Soraya foi metralhada com 14 tiros e morreu na hora. Foram cinco tiros na cabeça, sete no tórax e quatro nas costas. O velório foi estragado.

Após o crime, Miguel metralhou o cadeado do portão e fugiu. Os alunos, ao ouvirem os tiros, ficaram assustados. Um grito de horror se ouviu ao se ver o corpo ensanguentado e crivado de ba­las da finada diretora. Os alunos foram liberados mais cedo.

Miguel soube que Karine Barreira, seu próximo alvo, estava presente na entrega de três ônibus escolares à população pietro­tabaciana, fruto de uma emenda do deputado federal Almir Cruz, que estava ocorrendo na Praça da Matriz, no Centro. O evento, que teve direito a palanque, contava com a presença do prefeito Jalmir Barreira, do deputado federal autor da emenda, do verea­dor Carlito Maia, servidores comissionados puxa-sacos e curio­sos. O alcaide fez um breve pronunciamento:

– Minha gente, muito bom dia. Diuturnamente, esta adminis­tração tem se preocupado em oferecer melhores condições para o transporte dos alunos dos distritos rurais para as escolas da sede. Visando corroborar com a permanência dos alunos na escola e di­minuir a evasão escolar, recebemos do Ministério da Educação a quantia de setecentos e cinquenta mil reais, graças à emenda do nosso deputado federal Almir Cruz. Agora, nossos estudantes te­rão ônibus novinhos pro transporte escolar. Muito obrigado.

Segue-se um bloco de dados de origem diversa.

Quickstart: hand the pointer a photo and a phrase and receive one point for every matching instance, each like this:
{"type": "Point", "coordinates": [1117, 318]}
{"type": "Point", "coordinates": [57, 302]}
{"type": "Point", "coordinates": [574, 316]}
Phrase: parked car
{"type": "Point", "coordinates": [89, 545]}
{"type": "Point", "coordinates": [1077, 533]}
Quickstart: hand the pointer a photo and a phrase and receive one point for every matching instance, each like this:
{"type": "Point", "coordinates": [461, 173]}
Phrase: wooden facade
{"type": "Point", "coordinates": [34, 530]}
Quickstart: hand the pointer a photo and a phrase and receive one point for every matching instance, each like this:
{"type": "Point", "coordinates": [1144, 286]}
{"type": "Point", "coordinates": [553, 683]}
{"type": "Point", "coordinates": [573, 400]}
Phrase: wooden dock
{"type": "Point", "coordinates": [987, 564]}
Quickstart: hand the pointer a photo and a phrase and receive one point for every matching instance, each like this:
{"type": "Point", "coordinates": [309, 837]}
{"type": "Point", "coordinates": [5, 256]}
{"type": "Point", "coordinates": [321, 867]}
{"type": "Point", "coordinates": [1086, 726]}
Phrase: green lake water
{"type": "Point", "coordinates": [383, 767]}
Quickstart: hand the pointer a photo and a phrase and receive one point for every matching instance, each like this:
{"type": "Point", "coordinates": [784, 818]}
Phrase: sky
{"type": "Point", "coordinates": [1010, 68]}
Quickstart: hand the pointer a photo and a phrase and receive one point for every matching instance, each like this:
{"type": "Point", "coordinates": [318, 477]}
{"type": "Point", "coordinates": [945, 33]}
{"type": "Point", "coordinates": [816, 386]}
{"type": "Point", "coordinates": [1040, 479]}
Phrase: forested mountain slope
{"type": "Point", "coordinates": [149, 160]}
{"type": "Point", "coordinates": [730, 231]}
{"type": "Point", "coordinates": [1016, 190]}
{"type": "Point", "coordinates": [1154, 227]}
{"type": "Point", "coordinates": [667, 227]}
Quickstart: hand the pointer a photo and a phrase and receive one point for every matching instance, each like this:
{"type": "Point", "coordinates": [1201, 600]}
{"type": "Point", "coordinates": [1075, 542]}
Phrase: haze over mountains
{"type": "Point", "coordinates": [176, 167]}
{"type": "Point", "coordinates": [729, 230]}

O povo aplaudiu o discurso do prefeito populista e demagogo. Flávio Campos anunciou:

– E agora, com a palavra, a excelentíssima senhora secretária de Educação, Karine Dell'Antonio Barreira Borges.

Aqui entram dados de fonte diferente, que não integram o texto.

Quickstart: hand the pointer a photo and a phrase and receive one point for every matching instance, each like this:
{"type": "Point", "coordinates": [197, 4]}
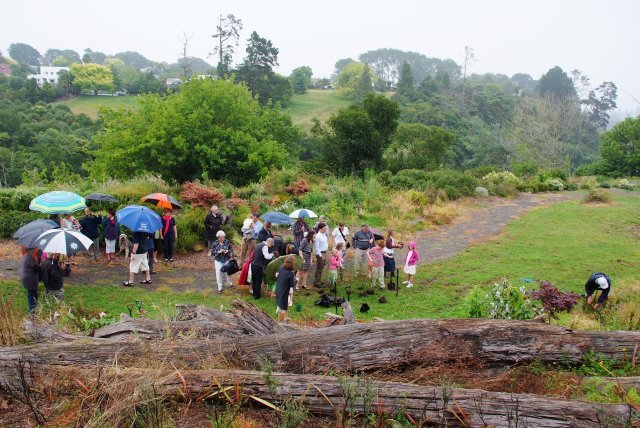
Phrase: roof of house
{"type": "Point", "coordinates": [5, 69]}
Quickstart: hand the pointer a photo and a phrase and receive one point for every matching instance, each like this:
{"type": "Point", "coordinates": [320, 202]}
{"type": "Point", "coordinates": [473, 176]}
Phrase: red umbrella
{"type": "Point", "coordinates": [162, 200]}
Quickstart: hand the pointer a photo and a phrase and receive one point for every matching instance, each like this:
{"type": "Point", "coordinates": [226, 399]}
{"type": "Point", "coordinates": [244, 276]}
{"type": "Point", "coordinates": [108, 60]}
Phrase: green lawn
{"type": "Point", "coordinates": [89, 105]}
{"type": "Point", "coordinates": [563, 243]}
{"type": "Point", "coordinates": [315, 103]}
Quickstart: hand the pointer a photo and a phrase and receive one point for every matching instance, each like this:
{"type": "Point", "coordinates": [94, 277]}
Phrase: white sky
{"type": "Point", "coordinates": [599, 37]}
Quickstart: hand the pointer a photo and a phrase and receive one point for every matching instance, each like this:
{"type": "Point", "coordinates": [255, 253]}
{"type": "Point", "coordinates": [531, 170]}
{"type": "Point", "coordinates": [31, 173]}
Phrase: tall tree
{"type": "Point", "coordinates": [556, 83]}
{"type": "Point", "coordinates": [227, 38]}
{"type": "Point", "coordinates": [25, 54]}
{"type": "Point", "coordinates": [364, 86]}
{"type": "Point", "coordinates": [300, 79]}
{"type": "Point", "coordinates": [184, 61]}
{"type": "Point", "coordinates": [620, 148]}
{"type": "Point", "coordinates": [406, 86]}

Karine iniciou seu discurso:

– Eis mais uma conquista da nossa administração, que benefi­ciará mil alunos, tanto os alunos da rede municipal, como os alu­nos da rede estadual, que agora terão à disposição uma nova frota de ônibus escolares.

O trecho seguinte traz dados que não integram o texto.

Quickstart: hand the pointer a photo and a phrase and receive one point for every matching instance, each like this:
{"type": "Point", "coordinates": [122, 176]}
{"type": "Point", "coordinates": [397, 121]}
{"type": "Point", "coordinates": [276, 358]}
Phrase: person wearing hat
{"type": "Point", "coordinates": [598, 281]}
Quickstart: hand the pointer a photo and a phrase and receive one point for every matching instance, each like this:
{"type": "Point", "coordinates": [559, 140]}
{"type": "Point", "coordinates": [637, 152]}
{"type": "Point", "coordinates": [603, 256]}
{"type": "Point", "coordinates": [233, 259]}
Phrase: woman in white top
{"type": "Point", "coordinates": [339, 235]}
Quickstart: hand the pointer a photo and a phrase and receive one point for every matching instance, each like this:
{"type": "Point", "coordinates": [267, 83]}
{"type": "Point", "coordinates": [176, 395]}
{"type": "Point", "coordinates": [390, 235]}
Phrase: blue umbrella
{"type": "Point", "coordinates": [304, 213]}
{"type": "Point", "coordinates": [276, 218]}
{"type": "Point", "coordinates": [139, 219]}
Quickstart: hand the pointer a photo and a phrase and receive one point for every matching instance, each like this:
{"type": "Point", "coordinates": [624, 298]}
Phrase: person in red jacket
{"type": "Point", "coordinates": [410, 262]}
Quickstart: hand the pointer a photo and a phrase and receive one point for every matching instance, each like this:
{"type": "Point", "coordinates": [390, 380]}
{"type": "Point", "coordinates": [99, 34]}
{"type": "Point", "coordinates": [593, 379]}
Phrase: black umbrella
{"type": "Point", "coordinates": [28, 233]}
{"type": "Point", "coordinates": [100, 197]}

Subitamente, Miguel, que estava pilotando uma Kawazaki Ninja verde que roubara minutos antes, foi em direção ao palco, pegou sua Uzi, mirou na secretária e disparou quinze tiros à queima-roupa contra ela, sendo um na cabeça, onze no tórax e três nas costas. Karine, esvaindo em sangue, foi socorrida pelo pai e seus capangas para a Santa Casa de Pietro Tabachi. Seu es­tado de saúde era considerado gravíssimo.

Miguel fugiu dali mais rápido que um raio. Todavia, Silmar, ex-policial militar e segurança pessoal de Jalmir, deu uma fecha­da na moto do professor e o executou com um tiro de escopeta ca­libre 12 na cabeça. A massa encefálica do assassino se espalhou pela rua, assim como o sangue passou a banhar a via pública. Na linguagem dos apresentadores de programas policiais com um discurso mais intempestivo, ele teve o CPF cancelado com suces­so.

Karine teve a morte cerebral confirmada pelos neurologistas da Santa Casa de Pietro Tabachi, às 11 da manhã do dia seguinte. A família Barreira autorizou a doação dos órgãos. O coração, os rins, o fígado e as córneas da primogênita de Jalmir ajudariam outras pessoas que estavam na fila de transplantes.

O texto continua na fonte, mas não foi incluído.